Rather than buy bank assets that had dramatically lost value, the government would pump $250 billion directly into the banks — “Alternative D” on the last page of the “Break the Glass” memo.

The shift was Paulson’s decision, but Kashkari was among the few people he consulted, the former Treasury secretary said.

“He was right there. He agreed with all of us on switching from buying assets to capital injections,” Paulson said.

The move was crucial, said Mark Zandi, chief economist at Moody’s Analytics and coauthor of a 2010 study on how the crisis and recession were ended. “To put together asset purchases would have taken time, and they didn’t have the time,” he said.

Kashkari assembled a staff of 140 people, and his office distributed about $400 billion over the six months he ran TARP, which included the first few months of Obama’s administration. “We knew where every single penny went … so we could ultimately get it all back,” Kashkari said.

Said former Treasury official Swagel, “The thing where Neel gets 120% of the credit is the execution, making it work quickly.”

TARP has been controversial from the start because it helped create an era of banks being considered “too big to fail” and because it bailed out Wall Street, but not most of the homeowners facing foreclosure.

In addition to those broad policy issues, Kashkari clashed with the program’s overseers, including Neil Barofsky, the special inspector general for TARP, about whether banks should report how they were using the money so taxpayers could see if they were lending it.

Kashkari said he opposed forcing banks to lend because bad loans were what had caused the crisis.

“It was not a lending-support program,” Kashkari said in the interview. “It was a prevent-the-financial-collapse program.”

Barofsky, in his 2012 book “Bailout,” called Kashkari “combative, not always forthcoming, and excessively deferential to Wall Street.” But Barofsky added that he found Kashkari generally straightforward and had “a grudging respect for him.”

Elizabeth Warren, who chaired a TARP oversight panel at the time and is now a Democratic senator from Massachusetts, was less complimentary.
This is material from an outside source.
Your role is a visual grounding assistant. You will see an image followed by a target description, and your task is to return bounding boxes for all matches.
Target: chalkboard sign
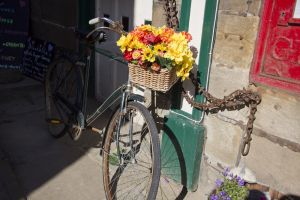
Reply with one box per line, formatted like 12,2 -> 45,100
22,38 -> 55,82
0,0 -> 29,69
In her new book, “A Fighting Chance,” she accused Kashkari of misleading her at their first meeting in November 2008.

Kashkari told her he didn’t expect any additional bailout money for big banks, Warren wrote. Less than two days later, Citigroup received a second large injection of TARP cash.

In an interview, Kashkari said Warren’s charge was “preposterous.”

But over time, Kashkari earned respect from many Democrats, even if they didn’t agree with TARP policies.

Former Rep. Dennis J. Kucinich (D-Ohio), who chaired one of the congressional subcommittees overseeing the program, voted against TARP because he opposed bailing out the banks. He wanted more oversight into how the money was spent.

He called Kashkari “one of the smarter people” he met in Washington.

“In my dealings with him I found him to be bright, straightforward, clear-thinking,” Kucinich recalled. “But,” he added, on TARP, “he wasn’t the boss.”